裁判(訴訟)以外の方法で、当事者間の紛争を解決するための手続きの総称です。仲裁(Arbitration)、調停(Mediation)、あっせんなどが含まれます。「ADR」と略されます。

AML

マネーロンダリング対策

犯罪等で得た不正資金を、正当な資金に見せかけるマネー・ローンダリング(資金洗浄)を防止するための取り組みです。法律、規制、および金融機関などが実施する顧客管理や取引監視といった手続きの総称を指します。金融システムの健全性維持や、犯罪・テロ資金供与の防止を目的としています。

Big Bang

ビッグバン

1986年10月に英国ロンドンの金融市場(シティ)で行われた、証券取引に関する大規模な規制緩和・自由化措置の通称です。固定手数料の廃止や外資参入自由化などが実施されました。

CFTC

米商品先物取引委員会

アメリカ合衆国における商品先物取引およびスワップ(デリバティブ)市場を監督・規制する独立した連邦政府機関です。

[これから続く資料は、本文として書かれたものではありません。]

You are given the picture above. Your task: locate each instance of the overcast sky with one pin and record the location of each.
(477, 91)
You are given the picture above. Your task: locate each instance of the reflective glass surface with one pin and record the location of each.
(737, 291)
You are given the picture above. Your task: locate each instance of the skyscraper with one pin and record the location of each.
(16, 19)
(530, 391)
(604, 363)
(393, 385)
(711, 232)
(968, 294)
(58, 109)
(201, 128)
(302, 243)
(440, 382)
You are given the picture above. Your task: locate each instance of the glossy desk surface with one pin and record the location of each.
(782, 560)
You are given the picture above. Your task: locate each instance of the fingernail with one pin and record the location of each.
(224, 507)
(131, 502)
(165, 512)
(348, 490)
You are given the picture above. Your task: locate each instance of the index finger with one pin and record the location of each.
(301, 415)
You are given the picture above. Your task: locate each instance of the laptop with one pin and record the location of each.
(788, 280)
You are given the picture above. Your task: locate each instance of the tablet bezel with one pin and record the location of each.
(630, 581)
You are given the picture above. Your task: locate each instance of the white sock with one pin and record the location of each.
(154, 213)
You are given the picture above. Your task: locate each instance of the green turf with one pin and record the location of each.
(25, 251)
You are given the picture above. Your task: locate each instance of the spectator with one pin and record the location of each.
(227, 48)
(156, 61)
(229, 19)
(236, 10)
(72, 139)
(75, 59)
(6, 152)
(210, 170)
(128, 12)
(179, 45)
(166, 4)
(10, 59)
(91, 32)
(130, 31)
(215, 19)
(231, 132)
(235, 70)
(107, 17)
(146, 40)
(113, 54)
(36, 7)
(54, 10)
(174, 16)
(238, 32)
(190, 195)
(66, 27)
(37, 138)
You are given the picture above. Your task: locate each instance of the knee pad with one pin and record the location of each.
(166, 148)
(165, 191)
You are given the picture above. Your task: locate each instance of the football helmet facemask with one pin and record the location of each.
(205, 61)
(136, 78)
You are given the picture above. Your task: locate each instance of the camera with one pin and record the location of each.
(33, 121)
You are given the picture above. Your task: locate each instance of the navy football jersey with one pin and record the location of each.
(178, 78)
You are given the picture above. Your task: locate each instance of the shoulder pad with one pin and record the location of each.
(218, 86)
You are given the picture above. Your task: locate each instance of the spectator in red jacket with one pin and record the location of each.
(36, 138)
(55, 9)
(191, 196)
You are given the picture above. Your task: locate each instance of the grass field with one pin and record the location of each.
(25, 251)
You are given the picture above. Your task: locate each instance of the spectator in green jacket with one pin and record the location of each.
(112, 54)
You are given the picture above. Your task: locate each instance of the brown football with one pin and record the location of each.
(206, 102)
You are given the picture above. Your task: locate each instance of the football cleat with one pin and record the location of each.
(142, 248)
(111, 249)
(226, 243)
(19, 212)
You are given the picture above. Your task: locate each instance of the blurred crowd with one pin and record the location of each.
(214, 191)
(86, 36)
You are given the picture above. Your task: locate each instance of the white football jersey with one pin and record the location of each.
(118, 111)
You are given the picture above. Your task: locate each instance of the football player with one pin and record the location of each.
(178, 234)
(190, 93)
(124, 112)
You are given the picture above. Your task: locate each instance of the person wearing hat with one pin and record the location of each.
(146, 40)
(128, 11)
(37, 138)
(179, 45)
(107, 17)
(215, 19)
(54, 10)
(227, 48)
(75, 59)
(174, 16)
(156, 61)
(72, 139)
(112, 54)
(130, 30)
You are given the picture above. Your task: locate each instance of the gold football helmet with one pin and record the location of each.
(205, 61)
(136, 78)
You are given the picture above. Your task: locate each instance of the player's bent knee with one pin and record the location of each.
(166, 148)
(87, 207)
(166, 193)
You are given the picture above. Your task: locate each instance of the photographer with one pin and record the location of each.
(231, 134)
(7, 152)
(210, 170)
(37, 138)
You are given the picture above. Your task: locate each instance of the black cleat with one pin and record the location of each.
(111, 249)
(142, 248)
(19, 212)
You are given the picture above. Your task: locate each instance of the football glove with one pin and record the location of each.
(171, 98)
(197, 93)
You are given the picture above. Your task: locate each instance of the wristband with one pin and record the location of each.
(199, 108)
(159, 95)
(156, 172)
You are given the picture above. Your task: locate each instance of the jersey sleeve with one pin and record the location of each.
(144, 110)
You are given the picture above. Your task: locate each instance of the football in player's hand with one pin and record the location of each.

市場の公正性・透明性の確保や、市場参加者の保護を目的としています。

Chapter 11

チャプター11(連邦破産法第11章)

米国の連邦破産法における手続きの一つで、主に企業が対象となります。裁判所の監督下で事業を継続しながら、債務の整理や事業の再建を目指すことを目的としています。

Common Carriage

コモン・キャリア(公共輸送機関)

不特定多数の荷主に対して、差別なく公平に、公示された料金で輸送サービスを提供する義務を負う輸送事業者のことです。パイプライン、鉄道、一部の海運・航空などが該当する場合があり、規制下に置かれます。

Corporate Governance

コーポレートガバナンス

企業経営を監視・規律し、不正行為の防止や、株主をはじめとするステークホルダー(利害関係者)の利益を考慮した、公正で効率的な経営を実現するための仕組みや体制のことです。「企業統治」と訳されます。

Customs

税関

国境を越えて移動する貨物や旅客、輸送手段などを管理し、関税やその他の税金を徴収し、輸出入に関連する法令(密輸、禁制品、検疫など)を執行する政府機関のことです。

Doha Round

ドーハ・ラウンド

世界貿易機関(WTO)の下で2001年にカタールのドーハで開始された多角的貿易交渉(ラウンド)のことです。農業、非農産品、サービスなどの分野での貿易自由化を目指しましたが、先進国と途上国の対立などから交渉は長期化し、包括的な合意には至りませんでした。

Dumping

ダンピング(不当廉売)

採算を度外視して、通常の国内販売価格や生産コストよりも著しく低い価格で商品を輸出すること、または国内市場で販売することです。「不当廉売」とも呼ばれ、国際貿易や国内競争において問題視されることがあります。

Economic Sanctions

経済制裁

国際的な平和や安全保障上の問題、人権侵害などを理由に、特定の国、団体、個人に対して、貿易制限、資産凍結、金融取引制限などの経済的な制限措置を課すことです。

Export Control

輸出管理

国際的な安全保障や平和維持などの観点から、特定の貨物(武器、軍事転用可能な汎用品など)や技術が、懸念国やテロリスト等に渡ることを防ぐために、輸出を法律に基づいて規制・管理することです。

Force Majeure

不可抗力

予測不能な事態により契約義務が免除される条項

Foreign Tax Credit

外国税額控除

国際的な二重課税を排除するために、居住国(自国)で所得税や法人税を納める際に、国外で得た所得に対して既にその国(源泉地国)で納付した税額を、自国の税額から一定の限度内で差し引くことができる制度です。

Import Quota

輸入割当(制)

国内産業の保護や需給調整などを目的として、政府が特定の輸入品目について、一定期間内に輸入できる数量や金額に上限(割当枠)を設定する制度、またはその割当枠のことです。「IQ制度」とも呼ばれます。

Import Tariff

輸入関税

外国から輸入される商品に対して、国内産業の保護や財政収入確保のために、その価格や数量を基準として輸入国の政府が課す税金のことです。単に「関税」とも呼ばれます。

Position Limits

ポジション制限(建玉制限)

先物・オプション市場において、特定の市場参加者が保有できる未決済建玉(ポジション)の数量に、取引所や規制当局が設ける上限のことです。相場操縦やリスク集中を防ぐ目的があります。

Price Limit

値幅制限

株式市場や商品先物市場などで、一日の取引における価格の変動幅(上限・下限)を、前日の終値などを基準にあらかじめ定めておく制度のことです。市場の過熱や混乱を防ぐ目的があります。

Tax Treaty

租税条約

租税条約は、二つの国が税金に関するルールを取り決めた国際条約で、同じ所得に対して両国で二重に課税されるのを防ぐために結ばれます。配当や利息、ロイヤルティなどの所得について、どちらの国がどの範囲で課税できるかを定め、企業や個人の国際的な取引や投資を円滑にします。